This startup increased its revenue by saying no to clients

John Arrow, a digital agency co-founder with his two cofounders, never imagined saying no to clients. This Austin-based company designs and engineers digital experiences for clients and employees using cutting-edge technology. Clients include Fortune 500 companies and startups. Arrow and his team have mastered a disciplined approach for client strategy.

Mutual Mobile was founded by the trio in 2009, just as the United States experienced one of its worst financial crises. Although it may seem bad timing, building a business during an economic downturn can teach valuable lessons. Arrow says, “It was not a good time for us to go out and obtain capital. So we decided that we should be able do this ourselves from day one.” “Never taking funding was one of the best decisions we made as a company.”

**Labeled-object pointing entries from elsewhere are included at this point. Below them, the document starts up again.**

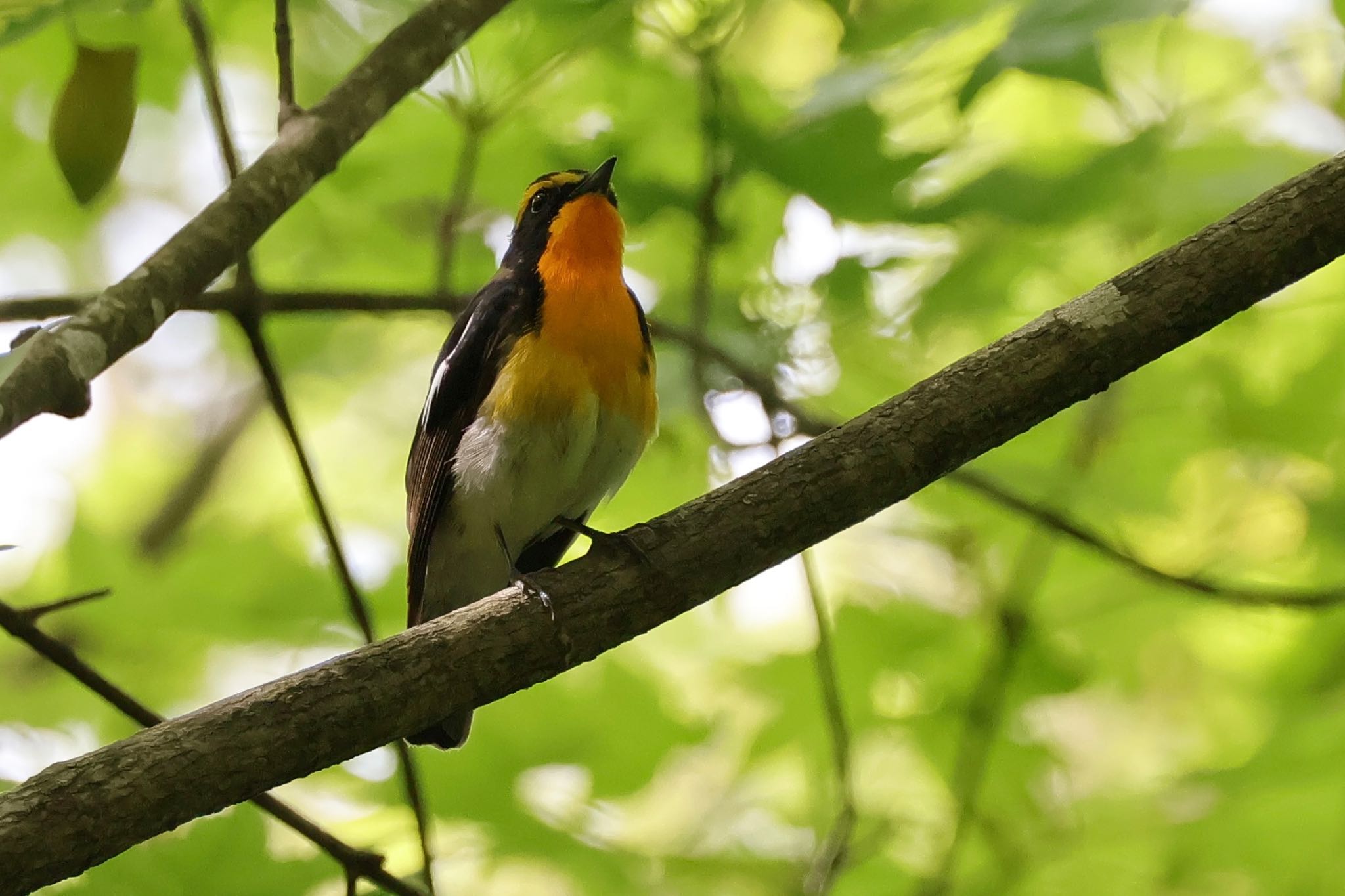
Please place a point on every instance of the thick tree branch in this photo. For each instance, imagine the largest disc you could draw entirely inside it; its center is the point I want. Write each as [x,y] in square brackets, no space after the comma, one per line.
[78,813]
[58,367]
[249,320]
[355,863]
[761,382]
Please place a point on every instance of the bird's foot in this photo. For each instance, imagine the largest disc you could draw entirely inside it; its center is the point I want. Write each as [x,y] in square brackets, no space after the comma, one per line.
[533,590]
[609,542]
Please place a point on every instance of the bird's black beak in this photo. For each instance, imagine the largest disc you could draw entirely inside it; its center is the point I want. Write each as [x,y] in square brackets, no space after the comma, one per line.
[598,181]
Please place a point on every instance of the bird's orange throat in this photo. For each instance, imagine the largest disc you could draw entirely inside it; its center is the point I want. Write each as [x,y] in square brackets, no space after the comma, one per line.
[586,308]
[588,317]
[584,250]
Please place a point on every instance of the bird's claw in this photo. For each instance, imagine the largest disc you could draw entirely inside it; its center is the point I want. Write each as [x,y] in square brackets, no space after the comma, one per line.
[608,542]
[531,590]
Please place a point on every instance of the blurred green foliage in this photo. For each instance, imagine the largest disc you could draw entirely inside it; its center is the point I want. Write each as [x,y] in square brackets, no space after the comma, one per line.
[906,182]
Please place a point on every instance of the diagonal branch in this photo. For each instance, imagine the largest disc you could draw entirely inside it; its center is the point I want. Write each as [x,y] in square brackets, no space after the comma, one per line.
[78,813]
[357,863]
[249,319]
[55,372]
[38,610]
[762,383]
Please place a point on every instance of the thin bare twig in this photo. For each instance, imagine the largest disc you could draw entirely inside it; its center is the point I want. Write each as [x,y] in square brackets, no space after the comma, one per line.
[708,206]
[831,857]
[249,319]
[39,610]
[284,66]
[355,863]
[752,378]
[989,699]
[183,499]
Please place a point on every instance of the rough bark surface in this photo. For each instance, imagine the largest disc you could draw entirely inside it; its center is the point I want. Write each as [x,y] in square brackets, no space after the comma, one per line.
[78,813]
[60,364]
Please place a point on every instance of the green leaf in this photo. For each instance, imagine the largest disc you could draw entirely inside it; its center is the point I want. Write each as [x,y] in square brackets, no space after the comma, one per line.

They knew that in order to win clients in a downmarket, they had to keep to a single mission: to help companies generate revenue or reduce costs. This meant refusing to be tempted to use new technology just for the sake or to make clients look relevant. Arrow says, “Let’s learn from our mistakes and say no early,” even if it means sacrificing money. Arrow says, “If it doesn’t improve customer experience or benefit business,” Arrow states, it’s useless.”

Arrow and his team learned their lesson the hard way when they created a Virtual Reality project for Walmart that simulated the future of shopping. This imagined scenario is no longer relevant. Arrow states that the experience was a good reminder to not only make sure something makes sense right now but also to remember there is no time like the present. We are often approached by companies wanting to use blockchain or NFT’s. Many of them say no because it doesn’t fit with their current work.

In Mutual Mobile’s early days, Arrow was open to saying no to clients. This even meant that Arrow had 100 clients to resign. Enterprise mobility was just beginning at the time. Large companies had more resources for experimentation than startups, and smaller budgets. Mutual Mobile had to remain focused on mobile tech in order to grow. This meant that it had to resign large numbers of clients as part a strategic shift. When we started, we had 150 clients. We also had 150 employees. We quit 100 clients to focus on enterprise mobility. Our revenue grew immediately.

Mutual Mobile has been involved in many health tech projects. This also informed its ethos. Arrow states that they learned about the hippocratic Oath, which is to first do no harm. They then apply it to all the work they do. Arrow believes that clients can trust him when he says no. Mutual Mobile believes that it is part of a sustainable strategy that includes clients who align with their ethos and don’t chase the next shiny object. The user is the most overlooked party. If an interface isn’t working correctly, it can make your life miserable. Our goal is to not only drive revenue for our customers and save them money, but also solve problems that technology hasn’t solved before.

This kind of focus pays off. Mutual Mobile sold a minority share of its business to WPP in 2013. It now has over 200 employees in Austin, Hyderabad and plans to open an office in London later this year.